George Orwell o el horror a la política
Simon Leys. Traducción de M. Pérez.
3 septiembre, 2010 02:00George Orwell
Orwell nunca repudió el socialismo. Su experiencia como combatiente en la guerra civil española casi le cuesta la vida, pero le abrió los ojos sobre el totalitarismo soviético. Nunca se identificó con el liberalismo que atribuye el progreso y la justicia a la economía de mercado. Ignorar este dato es obrar de mala fe. Panfletista inmisericorde, Orwell nunca abjuró de sus convicciones esenciales, como la justificación de violencia para oponerse a la tiranía. En su célebre artículo sobre Gandhi, mostró su desconfianza hacia los hombres que exaltan el pacifismo: "Si alguien deja caer una bomba sobre vuestra madre, dejad caer dos bombas sobre la suya". Simon Leys nos recuerda que George Orwell no es un autor imaginativo. El camino de Wigan Pier (1937) y Sin blanca en París y Londres (1931) son literatura documental. Leys afirma también que Orwell creó un género literario que luego se han atribuido Truman Capote y Norman Mailer. Leys asimila la figura de Orwell con la de Simone Weil. Ambos se solidarizaron con la desgracia de la clase obrera, pero Weil siempre mantuvo una perspectiva trascendente, mientras Orwell se movió en una realidad plana del agnóstico.

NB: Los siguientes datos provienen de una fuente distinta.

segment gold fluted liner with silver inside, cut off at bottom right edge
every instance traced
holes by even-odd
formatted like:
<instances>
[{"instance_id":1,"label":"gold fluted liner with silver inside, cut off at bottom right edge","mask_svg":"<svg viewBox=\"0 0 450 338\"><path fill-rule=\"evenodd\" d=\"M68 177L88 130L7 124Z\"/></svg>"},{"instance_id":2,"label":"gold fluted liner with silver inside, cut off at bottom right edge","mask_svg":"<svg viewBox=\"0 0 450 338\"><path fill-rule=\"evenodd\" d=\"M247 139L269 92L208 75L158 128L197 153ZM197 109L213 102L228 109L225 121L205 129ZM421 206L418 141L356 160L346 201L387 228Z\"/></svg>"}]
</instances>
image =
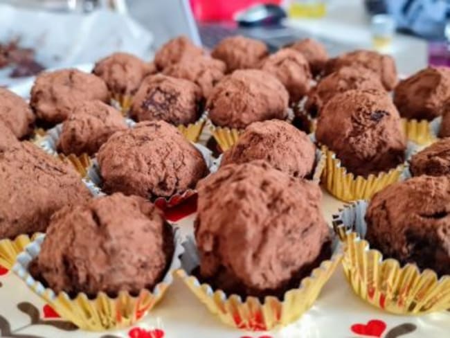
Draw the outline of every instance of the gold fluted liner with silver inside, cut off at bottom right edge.
<instances>
[{"instance_id":1,"label":"gold fluted liner with silver inside, cut off at bottom right edge","mask_svg":"<svg viewBox=\"0 0 450 338\"><path fill-rule=\"evenodd\" d=\"M395 314L425 314L450 308L450 276L430 269L400 265L384 259L363 240L368 202L358 201L333 216L333 225L344 243L343 269L354 292L375 307Z\"/></svg>"}]
</instances>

La estancia en un internado inglés inspiró en Orwell una profunda repugnancia hacia cualquier forma de autoridad. Sufrir el abuso de poder le ayudó a comprender el desamparo del individuo en las sociedades totalitarias. Su defensa de la libertad no le acerca a las democracias capitalistas, pues nunca ocultará su indiferencia y hostilidad hacia el dinero. El éxito le parece obsceno y la riqueza una forma de autodegradación. Su opinión de la justicia no es mejor. Después de contemplar una ejecución, escribirá un breve ensayo titulado: Un ahorcamiento, donde afirma que "el peor criminal de la historia es moralmente superior al juez que lo envía a la horca".
Con su desprecio hacia las instituciones, Orwell es un "anarquista conservador", que no exalta la guerra, pero sí se encuentra a gusto en el campo de batalla. Orwell apreciaba mucho el valor físico, la camaradería masculina y la belleza de las armas. Odiaba la política, pero escribía sobre ella. Se sentía cómodo en mitad de una refriega bélica, pero fue incapaz de disparar a un fascista que corría medio desnudo, sujetándose los pantalones. La derecha neoliberal no puede reclamar el legado de Orwell, olvidando que soñaba con la imagen del "Hotel Ritz requisado para alojar a las milicias rojas".
Orwell anhelaba una muerte violenta y viril, que le eximiera de la vejez. En el frente de Aragón, una bala en el cuello casi realiza su deseo, pero sobrevivió y murió de tuberculosis a los 46 años. Pasó los tres últimos años de su vida en hospitales. Se cumplió su peor temor, pues "una muerte natural significa, casi por definición, algo lento, nauseabundo y atroz". La realidad no suele ser muy considerada con los escritores, pero Orwell sigue ocupando un puesto de tirador, con el arma preparada para combatir por la libertad, la justicia y la igualdad.